If and when he chooses to hear Sunday’s message back in his Ottawa home, though, it sure sounded like Senators general manager Pierre Dorion was extending a loud invitation to try the organization on for size next season.
During Dorion’s 30-minute post-mortem on the 2021-22 season and cautiously optimistic tone about what lies ahead, he was adamant about the necessity of adding proven veteran talent to help the existing young core rise higher next year.
Giroux, the 34-year-old centre/winger who is now in his 15th NHL season after growing up in Orleans and starring with the Gatineau Olympiques, will be at the top of the free agent list in the summer.
Yet Dorion freely admits that attracting high-end free agents to a small-market Canadian franchise that hasn’t tasted the playoffs since 2017 isn’t an easy sell. Beyond what is or isn’t on the ice, the high taxes and intense media pressure here are major factors in the decision-making process.
“It’s just the facts and reality,” Dorion said. “A lot of us are from here and we love Ottawa. I’m from here and I love Ottawa. If I was a player, I think I would want to play in Ottawa. If some people are not from Ottawa, maybe it’s their choice to not want to play in Ottawa.”
hmm. If nothing else, it’s food for thought.
Again, Dorion mentioned no names, except to suggest that he could lean on the Senators existing players, particularly Captain Brady Tkachuk and alternate Captain Thomas Chabot, as part of the wooing process to bring in a name player or two.
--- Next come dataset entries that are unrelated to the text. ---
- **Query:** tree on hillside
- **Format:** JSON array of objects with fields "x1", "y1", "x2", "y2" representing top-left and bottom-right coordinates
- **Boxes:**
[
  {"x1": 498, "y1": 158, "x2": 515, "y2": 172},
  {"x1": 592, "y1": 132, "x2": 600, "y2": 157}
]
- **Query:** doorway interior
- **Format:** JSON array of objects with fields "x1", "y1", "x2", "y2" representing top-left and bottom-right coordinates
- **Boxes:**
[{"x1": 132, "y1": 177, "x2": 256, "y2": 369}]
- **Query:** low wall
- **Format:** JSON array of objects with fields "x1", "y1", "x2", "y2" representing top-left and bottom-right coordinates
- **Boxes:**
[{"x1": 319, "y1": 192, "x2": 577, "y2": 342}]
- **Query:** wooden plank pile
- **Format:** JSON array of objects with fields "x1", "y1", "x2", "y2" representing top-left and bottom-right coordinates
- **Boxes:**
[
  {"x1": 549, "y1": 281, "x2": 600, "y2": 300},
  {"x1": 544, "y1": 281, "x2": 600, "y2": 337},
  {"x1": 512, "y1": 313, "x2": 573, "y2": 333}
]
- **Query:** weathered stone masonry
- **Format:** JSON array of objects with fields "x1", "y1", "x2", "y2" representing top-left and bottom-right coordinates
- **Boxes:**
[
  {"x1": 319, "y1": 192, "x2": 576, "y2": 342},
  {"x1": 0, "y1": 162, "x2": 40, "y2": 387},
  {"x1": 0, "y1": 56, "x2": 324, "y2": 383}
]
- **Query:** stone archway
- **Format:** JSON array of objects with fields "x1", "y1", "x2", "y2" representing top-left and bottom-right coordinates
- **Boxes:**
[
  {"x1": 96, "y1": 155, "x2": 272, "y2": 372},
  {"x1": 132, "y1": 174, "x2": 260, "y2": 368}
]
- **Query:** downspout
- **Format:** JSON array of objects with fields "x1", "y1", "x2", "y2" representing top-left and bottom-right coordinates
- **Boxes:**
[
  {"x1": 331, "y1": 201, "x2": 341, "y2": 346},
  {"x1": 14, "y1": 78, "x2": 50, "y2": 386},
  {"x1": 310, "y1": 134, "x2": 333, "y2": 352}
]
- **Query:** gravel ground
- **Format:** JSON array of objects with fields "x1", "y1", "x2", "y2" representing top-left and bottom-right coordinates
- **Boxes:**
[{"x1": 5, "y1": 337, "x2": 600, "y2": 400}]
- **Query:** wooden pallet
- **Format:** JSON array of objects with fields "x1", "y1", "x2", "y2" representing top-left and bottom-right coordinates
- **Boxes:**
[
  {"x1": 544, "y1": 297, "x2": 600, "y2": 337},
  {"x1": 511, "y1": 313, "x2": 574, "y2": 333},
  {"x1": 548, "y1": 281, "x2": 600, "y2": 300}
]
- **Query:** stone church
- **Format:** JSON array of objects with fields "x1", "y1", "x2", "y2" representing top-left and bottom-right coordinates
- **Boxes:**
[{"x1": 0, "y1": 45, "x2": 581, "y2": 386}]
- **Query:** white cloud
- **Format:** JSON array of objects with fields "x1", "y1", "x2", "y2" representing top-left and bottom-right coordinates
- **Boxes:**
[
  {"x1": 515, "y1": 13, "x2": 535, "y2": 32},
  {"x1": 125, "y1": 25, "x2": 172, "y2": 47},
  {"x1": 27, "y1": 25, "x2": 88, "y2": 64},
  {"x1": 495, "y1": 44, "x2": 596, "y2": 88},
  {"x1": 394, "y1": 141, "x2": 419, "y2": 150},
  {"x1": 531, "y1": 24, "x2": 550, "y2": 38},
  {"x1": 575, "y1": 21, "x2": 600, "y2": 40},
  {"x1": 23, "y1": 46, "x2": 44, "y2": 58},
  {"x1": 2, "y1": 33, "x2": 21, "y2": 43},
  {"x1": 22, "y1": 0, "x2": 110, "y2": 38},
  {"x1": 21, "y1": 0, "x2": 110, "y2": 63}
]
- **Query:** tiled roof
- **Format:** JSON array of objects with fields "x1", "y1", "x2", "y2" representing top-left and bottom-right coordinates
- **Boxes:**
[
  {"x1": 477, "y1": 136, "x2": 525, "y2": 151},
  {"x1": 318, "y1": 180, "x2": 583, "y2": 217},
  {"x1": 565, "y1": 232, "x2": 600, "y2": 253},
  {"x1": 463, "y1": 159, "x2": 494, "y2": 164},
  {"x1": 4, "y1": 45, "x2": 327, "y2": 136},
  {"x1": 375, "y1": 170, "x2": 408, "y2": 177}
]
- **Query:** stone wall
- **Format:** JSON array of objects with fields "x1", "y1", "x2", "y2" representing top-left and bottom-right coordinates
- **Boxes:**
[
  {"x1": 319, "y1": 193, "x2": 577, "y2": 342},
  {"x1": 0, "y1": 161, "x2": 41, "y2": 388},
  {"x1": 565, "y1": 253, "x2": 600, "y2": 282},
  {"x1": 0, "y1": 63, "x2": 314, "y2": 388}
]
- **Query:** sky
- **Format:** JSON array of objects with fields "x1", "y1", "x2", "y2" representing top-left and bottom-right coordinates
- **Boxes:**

It’s no grand secret that the Senators would love to add another high-end forward to play somewhere on the top two lines alongside Tkachuk, Josh Norris, Drake Batherson and Tim Stuetzle.
Ideally, adding another top four defenseman would be part of the big picture.
If those players aren’t available via free agency, Dorion didn’t dismiss the possibility of using the club’s first round pick in July’s entry draft as trade bait.
Taken altogether, it’s setting up as an intriguing summer for an organization that is in ownership limbo following the death of Eugene Melnyk on March 28.
When it comes to big-ticket items, Dorion still reports to a board of directors above him.
In that regard, signing Norris to a long-term extension as soon as possible is a priority and the off-season house cleaning will include a decision on whether to buy out the $15.75 million remaining on Colin White’s contract.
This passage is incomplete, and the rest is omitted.